Solo el fin del mundo de Xavier Dolan (de quien soy un gran admirador) es una película de una carga emocional enorme, imposible de resumir sin traicionarla. Tiene además un elenco insuperable: Vicent Cassel, Marion Cotillard y Gaspard Ulliel.
Llegas aquí, nos miras como si fuéramos bichos raros. Pero, ¿qué sabes tú de nosotros? ¿Qué puedes saber de nuestras vidas? ¡No sabes nada de nosotros! ¿Qué puedes saber de nosotros?
Pienso en ella porque yo también me fui, hace casi una década. Puse más de 3,500km de distancia. Cargo el peso de ser ausente, de ver pasar la vida, de mirar aquello que se queda estático. Nunca hay demasiado tiempo para navegar con palabras el pasado, para arreglarnos, para mirarnos en esos otros que hemos devenido. Y apelamos al que conocimos, al que vimos tantos años.
Louis y su familia se sientan en la mesa y las primeras palabras son la insinuación de reconocer al que resulta extranjero. No es sólo el tiempo y la distancia lo que nos cambia. También es la confrontación con una nueva cultura. Nos obliga a desarrollar otras herramientas, adoptar otros códigos, y algunas veces, ser otro al que sus seres más queridos desconocerán.
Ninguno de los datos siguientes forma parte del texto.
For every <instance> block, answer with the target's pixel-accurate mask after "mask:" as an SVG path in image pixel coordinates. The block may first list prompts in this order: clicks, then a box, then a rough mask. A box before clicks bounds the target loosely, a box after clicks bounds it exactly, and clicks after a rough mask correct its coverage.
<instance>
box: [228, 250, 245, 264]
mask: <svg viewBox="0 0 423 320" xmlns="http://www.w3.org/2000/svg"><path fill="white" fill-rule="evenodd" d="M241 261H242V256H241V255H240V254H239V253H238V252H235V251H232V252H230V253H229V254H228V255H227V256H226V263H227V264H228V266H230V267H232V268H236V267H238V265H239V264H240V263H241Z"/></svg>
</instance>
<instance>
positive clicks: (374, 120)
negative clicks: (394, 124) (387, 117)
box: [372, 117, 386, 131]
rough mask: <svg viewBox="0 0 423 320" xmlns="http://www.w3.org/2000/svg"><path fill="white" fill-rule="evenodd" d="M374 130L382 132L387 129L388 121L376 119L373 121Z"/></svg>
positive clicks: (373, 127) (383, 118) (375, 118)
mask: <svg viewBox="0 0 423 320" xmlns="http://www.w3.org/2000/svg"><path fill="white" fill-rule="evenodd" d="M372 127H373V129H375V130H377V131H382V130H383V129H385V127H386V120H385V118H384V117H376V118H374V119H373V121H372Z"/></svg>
Yo en Colombia soy otro. Digo chimba en vez de chido; chimbo en vez de chafa; tengo arepas en la nevera pero también tortillas en el refri. Saludo diciendo "¿qué más?" sabiendo que no estoy pidiendo nada más. Aprendí a no dar papaya en la calle, a camellar en la oficina, a sacarle la leche a las cosas. Pero también aprendí a abrazar del lado opuesto al saludar, a reconocer los estratos con sólo una dirección.
Hay una incondicionalidad fascinante en las familias. Aunque también idealizaciones y resentimientos. Oportunidades perdidas, incapacidades perennes.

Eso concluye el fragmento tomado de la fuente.